Записки непутевого резидента, или Will-o’- the-wisp i_007.jpg

Рисунок Кати Любимовой

Вначале разведка закручивает, как карусель, ошеломляет и удивляет, но проходят годы, и уже не бьется сердце, когда видны в зеркальце маскирующиеся за вереницей машин наружники, только улыбаешься и не гонишь, и боишься оставить их перед светофором, дабы не вызвать справедливый гнев, и в нору-тайник суешь равнодушно длань, не допуская мысли, что из-за кустов выскочат люди с пистолетами и сфотографируют с чучелом крота в руке, и на вербовочной беседе не заплетается язык.

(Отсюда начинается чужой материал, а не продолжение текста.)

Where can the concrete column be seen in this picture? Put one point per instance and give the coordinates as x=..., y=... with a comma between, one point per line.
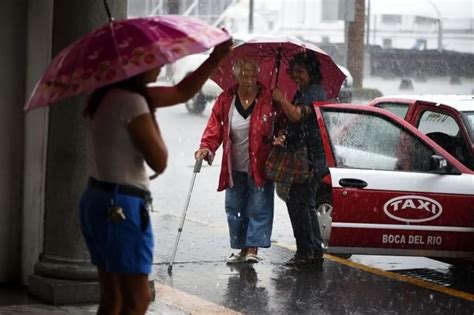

Разведчик в резидентуре привыкает к монотонной рутине: утренний обмен гранд-идеями с начальством, подготовка к операции, сама операция, обработка результатов, то бишь неизбежные отчеты и информация, официальные банкеты, просмотры, симпозиумы, пресс-конференции — жизнь тянется, как тесто.

Абстрактно все мы понимали, что шла холодная война и мир мог полететь в тартарары, но каждодневно никто этого не ощущал: так думают о смерти, но она всегда неожиданна, потому и существует радость жизни (тут высморкался и почесал нос).

Совсем недавно я правил рукопись на застекленной террасе, сидел, развалившись на диване напротив раскрытой двери, за которой возвышался зеленый куст жасмина, осыпанный, словно хлопьями снега, белыми цветами.

Дачная идиллия, блаженные мысли о предстоящем путешествии к Средиземному морю, сытая удовлетворенность написанным, приятное тепло в животе после чашки куриного бульона.

Вдруг что-то стремительно, как снаряд, влетело в дверь, просвистело мимо уха и шумно врезалось в окно у самой головы.

На подоконнике бился перепуганный юный дятел с оранжевым пятном на лобике, я ухватил его за лапки, еще не успев перепугаться, он заорал, как оглашенный, как будто замяукал, широко раскрывая клюв, я вынес его на крыльцо, разжал ладонь — и он почти винтом взмыл вверх…

Однако. Умилительный острый клювик с ниточками гениального мозга героя.

Пуркуа па?

Смешно, и все смеялись.

Нам не дано предугадать.

Смерть от клюва дятла в момент, когда поставлена точка в конце мемуар-романа. В виде хвоста.

Самое время выпить кородряги.

Точно так удивились и мы в Лондоне, когда грянул кубинский кризис.

Москва повелела «молнией»: собирать лю-бу-ю информацию! — и мы разбежались по Лондону, как муравьи, хватая на ходу любые былинки, любые крошки, любые отрывки…

Настроены все были патриотично: влепим американцам! хотя страшновато стало, когда наши и вражеские корабли начали медленно, как два дуэлянта, сходиться. Нападут ли они на нас, или это блеф? — таков был центральный вопрос, который мы пытались раскрутить у контактов, причем у любых, времени было в обрез.

вернуться

18

Слово «портвейн» уже давно неблагозвучно в интеллектуальной России, сразу ассоциируется с «солнцедаром», циррозом, вытрезвителем, кородрягой, алкоголизмом и прочими ужасами — посему рука не поднимается назвать великолепный португальский «порт» — портвейном.